Bazı kavramlar vardır ki, onları tanımlamaya çalıştıkça anlamları elimizden kaçar. Ahlak da öyledir. Çünkü o, kitaplarda değil, kalpte yaşar. Kanunların değil, vicdanın sesiyle konuşur. Belki de bu yüzden hayatımın ekseni hep oradan geçti: “Doğru olan neydi?” sorusundan.
Antik Dönem: Erdemin Doğuşu
Ahlak düşüncesi Sokrates’le birlikte bilgelik zeminine oturdu. “Erdem bilgidir” dediğinde, insanın kötü eyleminin aslında bir bilgisizlik hali olduğunu anlatıyordu.
Platon iyiyi idealar âlemine yerleştirdi; Aristoteles ise yeryüzüne indirdi. Onun “altın orta”sı, ölçülülüğün erdemle buluştuğu ince bir dengedir.
O günden beri insanlık, o dengeyi arıyor: cesaretle korkaklık arasında, özgürlükle sorumluluk arasında, bilgiyle inanç arasında...
Ortaçağ ve Doğu’nun Sesleri
Batı’da ahlak, kilisenin dogmatik gölgesinde Tanrı’ya bağlandı; Thomas Aquinas’ın “Tanrısal yasa”sı, insanın niyetini Tanrı’nın iradesine teslim etti.

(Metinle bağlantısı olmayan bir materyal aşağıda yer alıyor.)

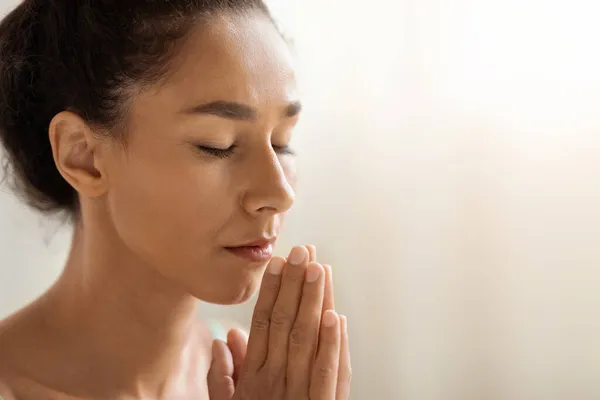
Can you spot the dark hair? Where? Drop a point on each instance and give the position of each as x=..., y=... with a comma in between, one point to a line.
x=83, y=56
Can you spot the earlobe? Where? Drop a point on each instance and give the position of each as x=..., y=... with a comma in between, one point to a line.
x=74, y=148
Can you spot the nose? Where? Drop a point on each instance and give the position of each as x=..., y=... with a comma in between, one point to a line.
x=268, y=190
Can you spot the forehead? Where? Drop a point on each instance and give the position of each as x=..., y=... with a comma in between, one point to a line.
x=235, y=57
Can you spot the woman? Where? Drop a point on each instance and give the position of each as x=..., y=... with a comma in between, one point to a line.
x=162, y=128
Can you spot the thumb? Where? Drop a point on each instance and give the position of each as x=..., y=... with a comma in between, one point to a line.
x=220, y=375
x=237, y=341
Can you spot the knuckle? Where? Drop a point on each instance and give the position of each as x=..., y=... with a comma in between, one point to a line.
x=297, y=276
x=348, y=376
x=281, y=320
x=261, y=321
x=299, y=335
x=271, y=285
x=325, y=372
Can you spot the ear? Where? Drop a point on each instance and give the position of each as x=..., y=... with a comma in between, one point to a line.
x=75, y=149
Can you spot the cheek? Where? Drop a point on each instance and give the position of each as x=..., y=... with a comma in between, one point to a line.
x=168, y=211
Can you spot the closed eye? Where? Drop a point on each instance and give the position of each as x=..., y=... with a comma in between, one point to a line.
x=217, y=152
x=285, y=150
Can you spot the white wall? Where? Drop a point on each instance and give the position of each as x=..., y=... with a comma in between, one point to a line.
x=450, y=171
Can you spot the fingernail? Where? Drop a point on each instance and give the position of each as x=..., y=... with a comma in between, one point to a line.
x=297, y=255
x=330, y=318
x=313, y=273
x=344, y=322
x=276, y=266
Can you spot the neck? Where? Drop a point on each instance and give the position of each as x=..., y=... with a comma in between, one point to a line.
x=131, y=326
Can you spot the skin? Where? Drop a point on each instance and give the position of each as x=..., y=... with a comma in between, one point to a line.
x=156, y=216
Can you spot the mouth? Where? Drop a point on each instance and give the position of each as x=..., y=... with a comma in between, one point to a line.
x=257, y=251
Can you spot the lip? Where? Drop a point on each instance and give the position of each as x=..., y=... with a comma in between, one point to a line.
x=257, y=251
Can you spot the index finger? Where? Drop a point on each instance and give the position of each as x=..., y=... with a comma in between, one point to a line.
x=328, y=300
x=258, y=342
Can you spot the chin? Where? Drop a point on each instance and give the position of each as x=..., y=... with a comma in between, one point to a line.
x=231, y=291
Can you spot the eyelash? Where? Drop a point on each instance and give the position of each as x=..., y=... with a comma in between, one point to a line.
x=228, y=152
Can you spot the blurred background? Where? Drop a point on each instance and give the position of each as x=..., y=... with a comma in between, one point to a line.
x=450, y=173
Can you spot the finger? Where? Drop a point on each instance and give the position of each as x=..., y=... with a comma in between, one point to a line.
x=324, y=375
x=219, y=378
x=286, y=308
x=261, y=319
x=305, y=332
x=312, y=253
x=328, y=300
x=237, y=341
x=345, y=368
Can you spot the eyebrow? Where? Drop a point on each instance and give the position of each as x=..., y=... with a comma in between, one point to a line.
x=238, y=111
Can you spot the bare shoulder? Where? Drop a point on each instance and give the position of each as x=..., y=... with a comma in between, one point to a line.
x=219, y=327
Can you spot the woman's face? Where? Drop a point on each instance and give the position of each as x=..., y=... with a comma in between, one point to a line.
x=179, y=205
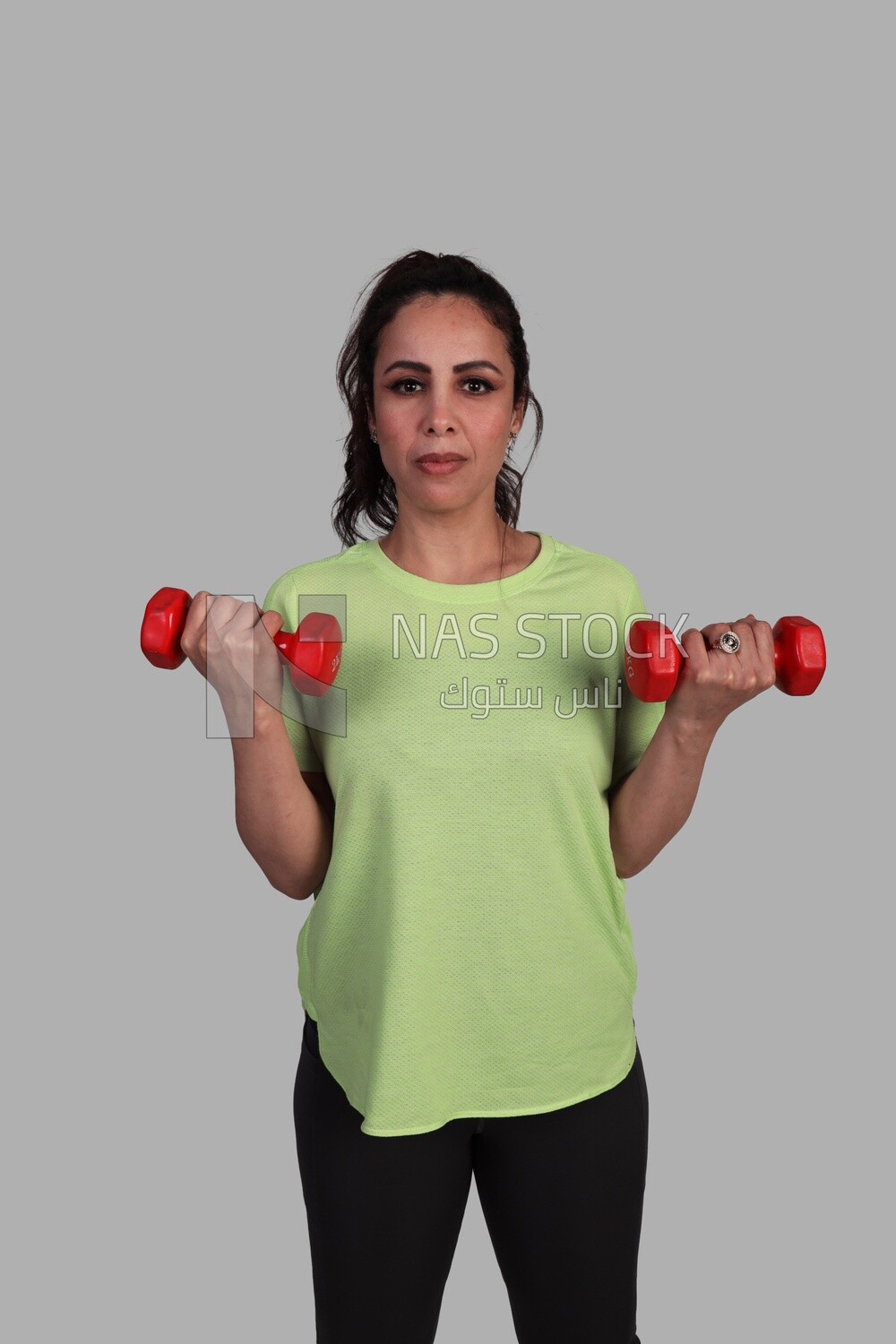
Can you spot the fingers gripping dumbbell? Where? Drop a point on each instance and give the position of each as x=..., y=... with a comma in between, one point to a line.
x=312, y=652
x=653, y=658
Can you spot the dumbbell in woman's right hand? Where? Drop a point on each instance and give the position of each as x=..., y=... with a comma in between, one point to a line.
x=218, y=634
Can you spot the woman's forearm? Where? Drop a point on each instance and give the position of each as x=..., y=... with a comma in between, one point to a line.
x=654, y=801
x=279, y=819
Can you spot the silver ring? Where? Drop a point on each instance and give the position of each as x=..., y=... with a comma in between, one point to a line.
x=727, y=642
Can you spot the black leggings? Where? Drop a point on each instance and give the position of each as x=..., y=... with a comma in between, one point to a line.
x=562, y=1193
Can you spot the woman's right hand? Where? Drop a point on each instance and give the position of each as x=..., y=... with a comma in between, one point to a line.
x=231, y=644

Ama aynı yüzyıllarda Anadolu’da başka bir ışık yanıyordu. Yunus Emre, Ahi Evran, Hace Bektaş Veli… Onlarda ahlak, toplumsal bir bağ, bir emek sözleşmesiydi.
Ahi Evran’ın “elini, belini, dilini koru” sözü, sadece meslek ahlakı değil; bütün bir hayatın özeti gibidir. Bu topraklarda iyilik, yüksek sesle değil; alın teriyle söylenirdi.

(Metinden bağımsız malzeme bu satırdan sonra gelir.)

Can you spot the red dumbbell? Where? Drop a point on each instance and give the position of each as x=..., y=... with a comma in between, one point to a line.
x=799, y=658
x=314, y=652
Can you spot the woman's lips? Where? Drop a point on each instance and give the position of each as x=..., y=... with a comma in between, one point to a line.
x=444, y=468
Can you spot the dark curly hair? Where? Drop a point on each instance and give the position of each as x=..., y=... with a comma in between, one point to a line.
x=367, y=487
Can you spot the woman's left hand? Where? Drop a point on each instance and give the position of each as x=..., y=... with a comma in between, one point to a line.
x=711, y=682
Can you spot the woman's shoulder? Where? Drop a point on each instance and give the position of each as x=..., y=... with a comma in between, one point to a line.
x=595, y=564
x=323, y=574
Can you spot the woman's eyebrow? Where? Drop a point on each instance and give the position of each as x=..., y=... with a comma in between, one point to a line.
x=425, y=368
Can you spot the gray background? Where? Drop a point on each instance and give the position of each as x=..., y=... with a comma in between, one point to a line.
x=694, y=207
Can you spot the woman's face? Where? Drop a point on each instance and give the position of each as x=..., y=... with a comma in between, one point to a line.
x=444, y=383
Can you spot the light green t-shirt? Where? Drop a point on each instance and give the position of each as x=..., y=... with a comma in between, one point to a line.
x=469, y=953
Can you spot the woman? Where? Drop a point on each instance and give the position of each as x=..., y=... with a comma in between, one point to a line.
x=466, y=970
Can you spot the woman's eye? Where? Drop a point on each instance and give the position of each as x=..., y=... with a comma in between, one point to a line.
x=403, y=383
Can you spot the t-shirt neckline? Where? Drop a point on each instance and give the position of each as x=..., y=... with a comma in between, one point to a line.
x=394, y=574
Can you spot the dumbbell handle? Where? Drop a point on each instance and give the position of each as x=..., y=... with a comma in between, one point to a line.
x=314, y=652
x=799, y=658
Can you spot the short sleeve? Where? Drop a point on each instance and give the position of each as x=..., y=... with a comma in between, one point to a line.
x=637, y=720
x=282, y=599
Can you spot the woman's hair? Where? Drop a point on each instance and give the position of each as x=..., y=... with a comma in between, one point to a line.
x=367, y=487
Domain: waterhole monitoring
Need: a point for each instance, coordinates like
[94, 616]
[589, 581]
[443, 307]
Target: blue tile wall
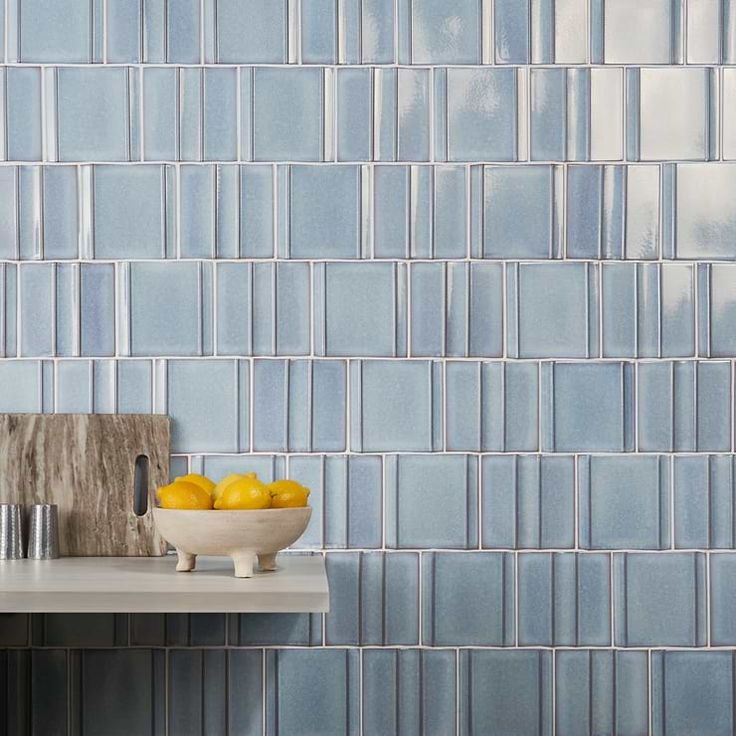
[465, 269]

Modern Çağ: Vicdanın Yalnızlığı
Kant, Tanrı’nın yerine aklı koydu. “Öyle davran ki, davranışın evrensel yasa olabilsin” dedi. Artık ahlak, dışarıdan dayatılan bir buyruk değil; insanın kendi içinde taşıdığı bir sorumluluktu.
Ama özgürleşen insan, yalnızlaştı. Vicdanın sesi artık toplulukların değil, bireyin içindeydi.
Nietzsche geldi ve zinciri kırdı. “Tanrı öldü” dediğinde, aslında ahlakın temeli sarsıldı. “Köle ahlakı” dediği, güçsüzlerin vicdanla güçlüleri dizginleme çabasıydı. Oysa insan, kendi değerini kendisi yaratmalıydı.
Ne var ki, zincir kırıldığında yön de kayboldu. Vicdan özgür kaldı, ama bazen sahipsiz...
Bugün: Etik mi, Estetik mi?
Bugünün insanı artık “iyi”den çok “beğenilir” olanı arıyor. Sosyal medya, görünür erdemlerle dolu bir sahneye dönüştü.
Ama ahlakın özü, görünmezliktir.
Kimse görmezken adil olmaktır.
Kimse bilmezken dürüst kalmaktır.
Bir başkasına değil, kendine hesap verebilmektir.
O yüzden “Gizlenenin Peşinde”nin bu bölümünde ahlak, ışıktan değil gölgeden okunur. Çünkü ahlak, kimse izlemiyorken nasıl davrandığındır.
Son Söz: İnsan Kalabilmek
Ahlak, yasayla, dinle, modayla sınırlanmaz. O, insanın kendiyle yaptığı sonsuz pazarlıktır.
Sokrates’in baldıran içerken yüzündeki sükûneti, Yunus’un “Yaratılanı hoş gör” deyişi, Kant’ın ödev bilinci hep aynı yere çıkar:
İnsan kalabilmek.
Ve belki de bütün felsefe, bütün arayış, bütün yolculuk sadece bunun içindir.